Lorsque la météo se fait trop périlleuse ou difficile à supporter ( ce peut-être comme actuellement une canicule, ou un orage ou un froid trop important…) pour les travailleurs des vignes, l’article L4121-1 du code du travail* fait obligation à l’employeur , sur la base de son obligation de sécurité de résultat, de faire cesser l’activité professionnelle et de faire partir son personnel. 

Se pose alors ensuite la question de la rémunération de ces heures non travaillées. Seront-elles déduites des jours de congés, alors que ceux-ci sont déjà peu nombreux (25 jours sur un an de travail), non payées (alors que les salaires sont souvent bien bas), ou récupérées (c’est la solution la plus retenue). 
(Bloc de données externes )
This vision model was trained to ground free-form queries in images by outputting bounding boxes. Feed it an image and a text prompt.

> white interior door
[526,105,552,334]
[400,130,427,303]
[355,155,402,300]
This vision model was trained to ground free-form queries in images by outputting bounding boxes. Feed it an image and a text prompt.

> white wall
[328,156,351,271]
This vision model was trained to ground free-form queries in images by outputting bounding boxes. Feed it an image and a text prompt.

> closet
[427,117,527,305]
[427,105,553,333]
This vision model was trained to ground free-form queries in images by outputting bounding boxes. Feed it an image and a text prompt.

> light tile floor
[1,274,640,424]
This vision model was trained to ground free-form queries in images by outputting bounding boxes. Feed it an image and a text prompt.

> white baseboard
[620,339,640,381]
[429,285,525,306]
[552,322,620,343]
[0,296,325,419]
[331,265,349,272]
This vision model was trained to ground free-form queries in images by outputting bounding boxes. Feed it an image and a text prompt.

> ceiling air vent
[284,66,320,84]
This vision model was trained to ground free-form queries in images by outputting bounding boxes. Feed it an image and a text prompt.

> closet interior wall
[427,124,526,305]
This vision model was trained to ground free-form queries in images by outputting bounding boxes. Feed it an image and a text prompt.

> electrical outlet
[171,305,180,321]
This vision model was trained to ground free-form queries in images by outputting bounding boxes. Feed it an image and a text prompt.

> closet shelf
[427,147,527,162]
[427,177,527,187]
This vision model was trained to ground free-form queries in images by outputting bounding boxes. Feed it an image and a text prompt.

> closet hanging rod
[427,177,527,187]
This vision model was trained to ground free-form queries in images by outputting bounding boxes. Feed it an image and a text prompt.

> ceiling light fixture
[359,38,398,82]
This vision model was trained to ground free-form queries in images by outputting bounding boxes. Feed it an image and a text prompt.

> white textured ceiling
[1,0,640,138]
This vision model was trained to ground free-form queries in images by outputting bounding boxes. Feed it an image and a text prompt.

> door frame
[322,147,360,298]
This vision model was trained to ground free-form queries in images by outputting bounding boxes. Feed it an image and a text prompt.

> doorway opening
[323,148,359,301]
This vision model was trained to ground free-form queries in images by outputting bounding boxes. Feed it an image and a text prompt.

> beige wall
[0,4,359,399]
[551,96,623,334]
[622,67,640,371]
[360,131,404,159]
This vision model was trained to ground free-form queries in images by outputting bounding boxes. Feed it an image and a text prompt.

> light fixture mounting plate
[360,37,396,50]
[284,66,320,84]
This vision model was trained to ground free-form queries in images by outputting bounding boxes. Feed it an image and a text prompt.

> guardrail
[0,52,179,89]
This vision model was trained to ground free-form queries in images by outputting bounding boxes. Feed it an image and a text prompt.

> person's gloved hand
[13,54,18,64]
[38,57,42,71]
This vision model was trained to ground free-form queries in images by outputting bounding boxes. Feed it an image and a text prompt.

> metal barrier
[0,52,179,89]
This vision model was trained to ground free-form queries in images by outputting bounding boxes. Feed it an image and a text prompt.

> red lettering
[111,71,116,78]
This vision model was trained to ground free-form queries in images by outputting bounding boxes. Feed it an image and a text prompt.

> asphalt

Quoi qu’il en soit, la Convention collective prévoit deux solutions alternatives, l’employeur ne peut donc pas vous imposer n’importe quoi !

L’article 31 Réduction exceptionnelle de l’horaire de travail et récupération des heures non effectuées. » de la Convention collective des exploitations agricoles de la Gironde prévoit ceci : 

 

Convention Collective Exploitations Agricoles Gironde-page-023Convention Collective Exploitations Agricoles Gironde-page-024

-Salariés en CDI : 

c) les heures peuvent être récupérées dans les 12 semaines à partir de la reprise normale du travail.

Les heures ainsi perdues et récupérables sont payées au tarif normal, à titre d’avance, avec la paie du mois au cours duquel elles ont été perdues. 

Les heures de récupération ne peuvent excéder pour un même salarié, 8 heures par semaine et 50h par période de douze mois consécutifs. 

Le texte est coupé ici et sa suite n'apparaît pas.